Books Behind Bars
I spent the first week of March working with the Correctional Services Librarian at the New York Public Library. It was part of an internship through the University of Michigan's School of Information designed to be carried out during our alternative spring break week.
Some of my time was spent answering letters from inmates from Correctional Facilities at various locations throughout New York State. Most of the inmate letters are fascinating. The penmanship is painstakingly neat, and the language formal but completely lacking in grammar skills. From one inmate:
"I am do to be release in the couple of weeks.

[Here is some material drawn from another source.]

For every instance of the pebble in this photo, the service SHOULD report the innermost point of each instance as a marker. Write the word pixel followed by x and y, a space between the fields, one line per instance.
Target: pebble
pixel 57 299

And I'am in desperate need of the Connection book, because I'am in need of programs that would assist me back into society..."
These letters are hard evidence of the need for a program like the Correctional Services one here. Most of the letters are requesting the Connections 2010 book published by NYPL which is "a guide for formerly incarcerated people to information sources in NYC," and includes information on housing, education, financial assistance, finding employment, and other city services.
My second day was spent at Rikers Island, NYC's main jail complex which at any given time houses 13,000-18,000 inmates. Along with my mentor and two other volunteers we helped organize the school library in the female house, Rose M. Singer Center. Women aged 16-21 use the library in conjunction with the high school within the jail. It was our job to organize the books into subjects including Class Sets, Plays/Classics, General Fiction, Urban Fiction, Biography, Spanish, Nonfiction, and Skills. Shelving space is at a premium, and there is a dire need for new books that will be more relevant to the women.
Tomorrow I will again travel to Rikers (subway to Queens, bus to Rikers, lots of checkpoints and gates, then bus to the individual facility), this time to push the book cart in the men's house. Details to come.